Some faculty raised concerns over the feasibility of applying what was learned at the event given their
current skillset and time constraints. Academic institutions worldwide have faced this challenge, and the
learning curve can be step for some, and yet for others it involves digital skills they already possess.
Pursuing digital humanities research takes time and collaboration, but there are many entry points now
and the results can be transformative. Most large digital humanities projects that we know of involve a
collaborative effort across units of a university–bringing together content expertise of faculty members,
library staff and IT with meaningful opportunities for graduate and undergraduate student participation
in research projects. There are also organizations willing to fund such projects, particularly when they
involve cross-institutional collaboration. Another perpetual problem at such events is, of course,
attendance. Nate Bowditch, Dean of the School of Humanities and Social Sciences at AUC said, “we
need to engage our colleagues more fully when it comes to opportunities like this. Everyone in
attendance was enthralled. The only problem is that more people should have been there”.
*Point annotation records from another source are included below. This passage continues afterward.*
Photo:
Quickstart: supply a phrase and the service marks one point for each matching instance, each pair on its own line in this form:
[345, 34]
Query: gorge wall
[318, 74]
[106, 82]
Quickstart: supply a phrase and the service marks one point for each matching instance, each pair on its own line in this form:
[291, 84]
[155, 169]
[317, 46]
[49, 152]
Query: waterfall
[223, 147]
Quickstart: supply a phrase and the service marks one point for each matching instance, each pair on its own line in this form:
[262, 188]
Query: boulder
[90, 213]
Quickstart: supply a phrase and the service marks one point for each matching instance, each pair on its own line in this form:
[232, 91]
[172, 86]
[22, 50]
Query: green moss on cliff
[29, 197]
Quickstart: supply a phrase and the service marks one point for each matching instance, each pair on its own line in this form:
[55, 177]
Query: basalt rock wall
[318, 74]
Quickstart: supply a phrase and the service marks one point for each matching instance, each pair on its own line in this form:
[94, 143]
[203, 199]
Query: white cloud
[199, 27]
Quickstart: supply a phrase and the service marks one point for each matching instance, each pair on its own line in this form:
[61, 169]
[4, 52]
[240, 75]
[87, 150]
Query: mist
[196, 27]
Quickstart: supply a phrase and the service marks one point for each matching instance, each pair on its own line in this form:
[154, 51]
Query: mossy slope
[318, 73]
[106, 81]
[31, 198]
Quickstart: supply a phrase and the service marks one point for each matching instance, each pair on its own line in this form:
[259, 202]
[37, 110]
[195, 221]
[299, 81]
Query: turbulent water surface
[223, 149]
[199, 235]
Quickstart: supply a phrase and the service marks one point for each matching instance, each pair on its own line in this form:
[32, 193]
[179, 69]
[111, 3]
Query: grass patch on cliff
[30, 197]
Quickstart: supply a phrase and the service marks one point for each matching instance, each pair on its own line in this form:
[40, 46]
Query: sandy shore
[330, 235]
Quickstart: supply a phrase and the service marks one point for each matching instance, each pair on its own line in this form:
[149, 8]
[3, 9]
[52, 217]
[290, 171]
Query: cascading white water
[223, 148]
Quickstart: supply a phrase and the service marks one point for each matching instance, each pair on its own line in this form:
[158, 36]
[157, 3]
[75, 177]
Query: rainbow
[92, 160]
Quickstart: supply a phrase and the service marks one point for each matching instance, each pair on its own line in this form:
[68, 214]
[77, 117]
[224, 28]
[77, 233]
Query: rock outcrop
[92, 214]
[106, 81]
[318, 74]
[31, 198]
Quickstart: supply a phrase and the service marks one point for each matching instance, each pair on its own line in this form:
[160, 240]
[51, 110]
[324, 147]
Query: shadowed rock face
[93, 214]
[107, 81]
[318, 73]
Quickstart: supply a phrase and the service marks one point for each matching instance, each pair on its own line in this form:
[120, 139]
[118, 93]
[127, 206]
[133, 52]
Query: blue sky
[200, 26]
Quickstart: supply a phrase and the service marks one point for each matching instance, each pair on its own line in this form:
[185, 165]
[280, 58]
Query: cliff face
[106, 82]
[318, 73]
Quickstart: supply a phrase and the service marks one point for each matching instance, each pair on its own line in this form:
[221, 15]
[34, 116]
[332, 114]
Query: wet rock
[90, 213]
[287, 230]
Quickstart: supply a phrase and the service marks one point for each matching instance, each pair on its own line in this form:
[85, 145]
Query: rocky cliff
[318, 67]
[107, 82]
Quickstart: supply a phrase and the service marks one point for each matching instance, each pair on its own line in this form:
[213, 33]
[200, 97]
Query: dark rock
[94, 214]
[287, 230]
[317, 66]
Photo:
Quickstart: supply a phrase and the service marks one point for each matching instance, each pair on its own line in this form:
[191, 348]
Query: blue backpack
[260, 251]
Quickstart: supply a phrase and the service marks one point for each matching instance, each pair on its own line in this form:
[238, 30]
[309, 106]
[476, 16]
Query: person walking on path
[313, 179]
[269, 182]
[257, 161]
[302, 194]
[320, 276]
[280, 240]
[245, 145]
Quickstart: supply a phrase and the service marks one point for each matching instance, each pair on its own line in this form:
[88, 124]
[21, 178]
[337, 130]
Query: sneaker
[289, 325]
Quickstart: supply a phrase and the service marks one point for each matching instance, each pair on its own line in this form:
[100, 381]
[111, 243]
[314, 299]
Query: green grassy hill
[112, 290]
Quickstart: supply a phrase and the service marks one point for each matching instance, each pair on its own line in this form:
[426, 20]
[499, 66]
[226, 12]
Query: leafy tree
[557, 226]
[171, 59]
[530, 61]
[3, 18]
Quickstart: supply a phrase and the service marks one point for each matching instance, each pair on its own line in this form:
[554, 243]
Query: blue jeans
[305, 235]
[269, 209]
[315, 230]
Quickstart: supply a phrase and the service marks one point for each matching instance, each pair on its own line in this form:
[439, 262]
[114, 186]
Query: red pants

The feedback from attendees was overwhelmingly positive, and many called for opportunities to
continue the conversation, and we already have plans to do so. Beirut has created an annual event for
digital humanities training whose next meeting will be in January 2016 (dhibeirut.org), and The American
University in Cairo will be hosting a Digital Pedagogy Lab Institute in March 2016 (in collaboration with
Hybrid Pedagogy, sponsored by AMICAL and the Ford Foundation). It is our hope that our two
American-style universities, that are leaders in so many domains, will explore further avenues of
cooperation–in training, curricular design and research projects—and therefore open up opportunities
for the Arab world to speak for itself more and more strongly in the digital realm.


Stommel, J. (2013, September 2). The digital humanities is about breaking stuff. Hybrid Pedagogy.